In a staff report for the City Council (attached to this story as a PDF) to consider at its Monday meeting, Christensen proposes:
- converting meter heads in downtown (on Mount Diablo Boulevard between Dewing and Moraga) to those capable of accepting credit card payment.
- converting slot-box parking spots (designed to send parkers to a central station to pay for a numbered spot), to meter parking with a goal of using credit-card-capable meters; this means in particular long-term spaces near the BART station.
- replacing the pay-per-space system on Plaza Way with standard single-space meters.
In an experiment, the city last April installed 13 credit-card-worthy meters downtown. During the trial period on the 13 meters, only 22 percent of the transactions were by credit card, Christensen reported. The average transaction during the test was $1.21.
The administrative cost of the credit card meters exceeded old-fashioned coin meters. Because of bank fees and processing, the city realized 36 percent of the revenue from the credit card meters; the cost of collecting coins from old-fashioned meters averages less than 10 percent, the chief said.

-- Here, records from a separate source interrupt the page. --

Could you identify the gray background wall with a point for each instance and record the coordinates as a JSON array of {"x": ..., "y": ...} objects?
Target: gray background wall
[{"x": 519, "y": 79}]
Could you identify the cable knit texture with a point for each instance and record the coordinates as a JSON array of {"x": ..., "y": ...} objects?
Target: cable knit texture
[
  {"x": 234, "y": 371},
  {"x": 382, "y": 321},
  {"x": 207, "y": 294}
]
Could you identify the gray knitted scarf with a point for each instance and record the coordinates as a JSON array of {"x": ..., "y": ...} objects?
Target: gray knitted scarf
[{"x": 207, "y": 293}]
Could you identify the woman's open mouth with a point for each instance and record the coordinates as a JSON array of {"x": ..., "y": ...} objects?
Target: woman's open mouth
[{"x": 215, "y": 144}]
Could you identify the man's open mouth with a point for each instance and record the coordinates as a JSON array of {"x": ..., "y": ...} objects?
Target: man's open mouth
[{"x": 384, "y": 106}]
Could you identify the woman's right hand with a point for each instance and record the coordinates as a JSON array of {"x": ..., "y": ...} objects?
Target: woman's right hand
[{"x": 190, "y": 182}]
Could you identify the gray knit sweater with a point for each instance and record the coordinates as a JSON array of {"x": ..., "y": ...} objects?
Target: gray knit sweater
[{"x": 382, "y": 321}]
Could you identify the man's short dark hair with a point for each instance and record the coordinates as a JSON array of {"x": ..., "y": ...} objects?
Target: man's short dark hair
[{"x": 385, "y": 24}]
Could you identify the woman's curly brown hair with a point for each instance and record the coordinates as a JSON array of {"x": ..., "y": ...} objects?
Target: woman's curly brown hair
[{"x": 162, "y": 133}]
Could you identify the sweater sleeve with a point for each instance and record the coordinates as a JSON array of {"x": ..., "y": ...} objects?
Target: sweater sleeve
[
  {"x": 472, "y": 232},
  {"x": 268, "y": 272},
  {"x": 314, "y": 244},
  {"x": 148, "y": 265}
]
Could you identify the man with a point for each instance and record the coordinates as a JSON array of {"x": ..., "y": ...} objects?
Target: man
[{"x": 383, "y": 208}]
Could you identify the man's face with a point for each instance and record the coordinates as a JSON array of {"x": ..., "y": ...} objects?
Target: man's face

"To be profitable, parking meter credit card transactions have to have a high fee, combined with a low number of transactions," Christensen reported. "A City with an hourly parking rate of $5.00 is going to see less of an impact of these fees than a City such as our with a $1.00 hourly rate."
The city has 206 metered spaces and 83 slot-box spaces. Annual revenue was $171,783 in fiscal year 2011-12, Christensen reported. In fiscal 2012-13, the City Council allocated $200,000 for meter replacement and improvements.
The council meets at 7 p.m. Monday in the Lafayette Library and Learning Center Community Hall at 3491 Mt. Diablo Blvd., Lafayette.